This doesn't help Pearl at all – would her father eat her if her mother didn't have the fish cooked by supper time? She wants to go home, climb the stairs without anyone noticing, and roll up in bed as small as she can make herself.

The front door's wide open, as it usually is when the weather's hot like this. She doesn't want to see anyone, not least her father. In her head she sees him with a long, scaly tail and teeth made from kitchen knives. But there he is, at the kitchen table, his head in his hands. Pearl waits outside the door. He's meant to be at sea. She saw him getting his gear ready. Is he hungry? Is he here to eat her?

She hears her mother's voice from behind the open door. ‘He'll have to marry her,' her mother says. ‘You'll have to see to it that he does.'

‘He's set firm he won't,' her father says.

‘I don't care what he says, he's going to marry Alice and that's the end of it.' Her mother comes into view then, pacing the kitchen and throwing her hands above her head. ‘He's leading us all to sin.'

Her father sighs. ‘He's been shifty for weeks now. Cut himself with a hook this morning he was so absent-minded. Blood everywhere. When I went to help him he gave me a terrible row and then came clean. He asked her to leave, offered her money – more than he has – but she wouldn't go. Said she'd told Mr Taylor who it was, that she wants to marry Peter.'

Pearl gasps. Peter is Jack's father. Her parents look up and see her. There'll be trouble now for eavesdropping, but instead of shouting her mother only looks sad, tired. She sits down at the table.
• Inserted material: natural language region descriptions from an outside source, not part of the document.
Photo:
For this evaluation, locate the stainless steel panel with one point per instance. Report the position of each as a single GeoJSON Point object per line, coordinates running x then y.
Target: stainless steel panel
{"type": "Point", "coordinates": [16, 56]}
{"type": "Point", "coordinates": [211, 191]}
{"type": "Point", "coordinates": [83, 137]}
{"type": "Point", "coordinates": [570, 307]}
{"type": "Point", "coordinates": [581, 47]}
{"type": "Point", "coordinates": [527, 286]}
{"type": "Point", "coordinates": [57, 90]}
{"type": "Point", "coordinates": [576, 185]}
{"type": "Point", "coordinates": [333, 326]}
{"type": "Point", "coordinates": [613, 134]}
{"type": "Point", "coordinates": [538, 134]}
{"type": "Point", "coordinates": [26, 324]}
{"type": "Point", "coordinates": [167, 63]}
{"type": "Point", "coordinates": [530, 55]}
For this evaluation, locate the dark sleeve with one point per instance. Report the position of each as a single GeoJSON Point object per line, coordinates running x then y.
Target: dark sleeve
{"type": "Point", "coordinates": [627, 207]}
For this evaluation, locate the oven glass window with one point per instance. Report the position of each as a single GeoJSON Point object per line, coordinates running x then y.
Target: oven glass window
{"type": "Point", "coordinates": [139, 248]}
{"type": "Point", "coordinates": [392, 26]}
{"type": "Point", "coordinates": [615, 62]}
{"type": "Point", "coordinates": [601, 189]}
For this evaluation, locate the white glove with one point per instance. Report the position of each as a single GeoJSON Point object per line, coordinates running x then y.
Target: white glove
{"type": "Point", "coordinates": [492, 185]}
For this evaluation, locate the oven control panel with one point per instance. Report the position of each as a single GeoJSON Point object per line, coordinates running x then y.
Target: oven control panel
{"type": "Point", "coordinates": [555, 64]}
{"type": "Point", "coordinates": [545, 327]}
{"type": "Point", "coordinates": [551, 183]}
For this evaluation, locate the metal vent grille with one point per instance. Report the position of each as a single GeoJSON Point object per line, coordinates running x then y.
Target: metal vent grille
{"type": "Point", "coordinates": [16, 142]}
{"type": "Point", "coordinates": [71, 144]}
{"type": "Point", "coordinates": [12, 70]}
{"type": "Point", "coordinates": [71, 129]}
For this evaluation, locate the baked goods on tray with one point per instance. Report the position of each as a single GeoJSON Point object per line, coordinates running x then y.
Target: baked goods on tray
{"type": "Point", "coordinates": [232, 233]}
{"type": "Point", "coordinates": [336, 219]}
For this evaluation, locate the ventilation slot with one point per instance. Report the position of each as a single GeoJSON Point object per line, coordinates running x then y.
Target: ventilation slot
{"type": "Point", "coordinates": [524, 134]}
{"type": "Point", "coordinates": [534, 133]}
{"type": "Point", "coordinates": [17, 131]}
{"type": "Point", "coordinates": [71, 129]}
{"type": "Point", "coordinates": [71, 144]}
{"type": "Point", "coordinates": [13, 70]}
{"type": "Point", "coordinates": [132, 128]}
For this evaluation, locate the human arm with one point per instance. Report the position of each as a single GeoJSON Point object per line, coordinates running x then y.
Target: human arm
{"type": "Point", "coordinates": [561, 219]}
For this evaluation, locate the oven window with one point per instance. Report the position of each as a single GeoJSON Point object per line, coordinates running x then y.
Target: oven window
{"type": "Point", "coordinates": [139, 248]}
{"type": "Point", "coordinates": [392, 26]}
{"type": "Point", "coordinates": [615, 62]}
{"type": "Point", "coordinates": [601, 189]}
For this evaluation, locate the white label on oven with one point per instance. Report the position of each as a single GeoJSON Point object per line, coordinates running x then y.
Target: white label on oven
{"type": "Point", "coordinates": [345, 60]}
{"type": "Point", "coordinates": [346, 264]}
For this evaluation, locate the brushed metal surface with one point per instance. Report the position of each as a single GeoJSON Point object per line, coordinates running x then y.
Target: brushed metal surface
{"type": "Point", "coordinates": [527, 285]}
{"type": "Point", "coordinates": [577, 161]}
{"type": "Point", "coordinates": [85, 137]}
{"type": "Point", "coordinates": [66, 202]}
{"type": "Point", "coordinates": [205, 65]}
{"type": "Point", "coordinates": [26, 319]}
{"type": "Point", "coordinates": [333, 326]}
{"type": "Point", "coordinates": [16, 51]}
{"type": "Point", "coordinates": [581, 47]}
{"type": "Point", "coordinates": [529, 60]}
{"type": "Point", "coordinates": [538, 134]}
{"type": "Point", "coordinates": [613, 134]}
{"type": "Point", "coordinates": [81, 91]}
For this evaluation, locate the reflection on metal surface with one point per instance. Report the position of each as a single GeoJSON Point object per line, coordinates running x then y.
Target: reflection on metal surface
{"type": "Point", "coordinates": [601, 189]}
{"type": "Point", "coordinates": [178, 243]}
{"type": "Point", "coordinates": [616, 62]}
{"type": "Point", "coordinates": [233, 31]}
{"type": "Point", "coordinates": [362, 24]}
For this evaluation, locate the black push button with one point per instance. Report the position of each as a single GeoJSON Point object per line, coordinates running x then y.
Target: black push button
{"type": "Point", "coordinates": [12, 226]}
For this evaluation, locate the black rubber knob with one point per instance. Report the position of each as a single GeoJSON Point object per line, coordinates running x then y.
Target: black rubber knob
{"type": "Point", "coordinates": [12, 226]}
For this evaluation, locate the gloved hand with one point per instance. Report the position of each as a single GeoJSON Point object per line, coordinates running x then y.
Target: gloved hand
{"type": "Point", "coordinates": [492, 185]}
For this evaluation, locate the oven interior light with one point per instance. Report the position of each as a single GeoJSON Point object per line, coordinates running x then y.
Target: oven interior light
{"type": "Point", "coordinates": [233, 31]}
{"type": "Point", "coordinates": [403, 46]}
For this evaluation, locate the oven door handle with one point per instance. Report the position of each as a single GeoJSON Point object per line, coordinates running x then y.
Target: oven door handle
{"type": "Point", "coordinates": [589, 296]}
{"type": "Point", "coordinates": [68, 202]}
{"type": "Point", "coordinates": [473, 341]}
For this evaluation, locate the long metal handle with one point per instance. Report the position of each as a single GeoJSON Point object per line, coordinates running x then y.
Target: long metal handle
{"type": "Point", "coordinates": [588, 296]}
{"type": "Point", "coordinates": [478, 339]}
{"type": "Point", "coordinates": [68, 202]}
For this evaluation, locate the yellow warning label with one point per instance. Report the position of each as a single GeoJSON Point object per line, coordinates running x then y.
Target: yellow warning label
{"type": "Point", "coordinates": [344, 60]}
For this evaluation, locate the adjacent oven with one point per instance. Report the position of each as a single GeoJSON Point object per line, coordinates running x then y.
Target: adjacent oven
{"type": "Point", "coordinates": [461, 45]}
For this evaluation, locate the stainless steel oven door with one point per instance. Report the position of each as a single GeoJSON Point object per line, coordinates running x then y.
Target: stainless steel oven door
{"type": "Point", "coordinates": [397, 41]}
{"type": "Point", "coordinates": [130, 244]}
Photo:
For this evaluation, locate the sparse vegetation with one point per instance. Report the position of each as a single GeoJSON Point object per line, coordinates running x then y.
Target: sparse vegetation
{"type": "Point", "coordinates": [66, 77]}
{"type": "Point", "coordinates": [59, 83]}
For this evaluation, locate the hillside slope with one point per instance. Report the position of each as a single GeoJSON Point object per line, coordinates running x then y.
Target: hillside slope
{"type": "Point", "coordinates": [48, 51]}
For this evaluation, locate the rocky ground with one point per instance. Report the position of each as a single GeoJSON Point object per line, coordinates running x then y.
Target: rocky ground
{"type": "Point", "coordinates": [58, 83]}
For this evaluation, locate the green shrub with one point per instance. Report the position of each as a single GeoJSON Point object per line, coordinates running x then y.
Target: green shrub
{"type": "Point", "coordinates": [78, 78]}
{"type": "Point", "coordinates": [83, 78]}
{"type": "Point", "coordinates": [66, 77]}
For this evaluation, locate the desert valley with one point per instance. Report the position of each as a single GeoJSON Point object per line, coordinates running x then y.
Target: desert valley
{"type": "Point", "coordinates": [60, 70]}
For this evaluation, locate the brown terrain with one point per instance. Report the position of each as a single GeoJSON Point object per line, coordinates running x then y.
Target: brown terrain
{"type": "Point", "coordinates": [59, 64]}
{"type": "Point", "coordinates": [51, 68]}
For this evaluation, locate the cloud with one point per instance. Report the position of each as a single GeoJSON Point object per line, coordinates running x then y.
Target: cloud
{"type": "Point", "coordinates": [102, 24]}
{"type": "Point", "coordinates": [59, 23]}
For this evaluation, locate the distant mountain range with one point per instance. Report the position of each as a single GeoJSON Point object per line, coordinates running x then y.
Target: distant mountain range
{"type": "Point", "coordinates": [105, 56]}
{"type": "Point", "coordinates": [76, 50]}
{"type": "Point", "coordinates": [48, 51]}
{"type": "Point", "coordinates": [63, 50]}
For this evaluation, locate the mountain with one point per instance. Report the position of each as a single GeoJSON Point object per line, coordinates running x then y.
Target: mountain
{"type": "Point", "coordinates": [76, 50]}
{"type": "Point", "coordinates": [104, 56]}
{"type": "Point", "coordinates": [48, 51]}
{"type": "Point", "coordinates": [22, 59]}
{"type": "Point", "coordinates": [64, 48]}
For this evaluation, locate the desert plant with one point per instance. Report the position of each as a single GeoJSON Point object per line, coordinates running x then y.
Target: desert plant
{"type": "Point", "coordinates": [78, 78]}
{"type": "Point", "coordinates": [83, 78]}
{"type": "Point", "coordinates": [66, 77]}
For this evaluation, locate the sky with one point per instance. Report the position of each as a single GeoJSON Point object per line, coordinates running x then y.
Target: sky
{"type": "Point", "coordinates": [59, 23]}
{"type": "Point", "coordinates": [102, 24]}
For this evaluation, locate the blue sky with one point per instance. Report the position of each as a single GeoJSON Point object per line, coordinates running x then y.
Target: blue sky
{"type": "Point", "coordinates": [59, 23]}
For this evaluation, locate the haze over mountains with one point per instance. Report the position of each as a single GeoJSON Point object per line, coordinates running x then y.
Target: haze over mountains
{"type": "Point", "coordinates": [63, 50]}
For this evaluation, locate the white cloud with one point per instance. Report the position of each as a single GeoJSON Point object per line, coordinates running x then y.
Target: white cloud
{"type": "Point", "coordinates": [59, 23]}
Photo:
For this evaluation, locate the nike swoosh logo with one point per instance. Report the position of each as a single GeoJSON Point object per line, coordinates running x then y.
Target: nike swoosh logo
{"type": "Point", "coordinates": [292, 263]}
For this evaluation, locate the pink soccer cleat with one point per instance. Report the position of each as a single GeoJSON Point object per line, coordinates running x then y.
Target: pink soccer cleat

‘Come here, you sneaking little thing,' her father says, but in a kind voice. ‘Jack's going to have a new mother. Isn't that nice for him, eh?'

Alice is Jack's mother? Mr Tremain who lives just next door is the sinner Mr Taylor talked about in chapel? The sick feeling that started on the drying field gets worse and she's cold and shivery too. Alice is going to have a baby that will be Jack's brother or sister but she might eat it, or Mr Tremain more likely because he's always angry and there's never any food in Jack's house. She runs past her parents, up the stairs to her and Polly's room, and buries herself under the blanket. She stays very still for a long time, hoping it will all turn out to be a dream. But she doesn't wake up.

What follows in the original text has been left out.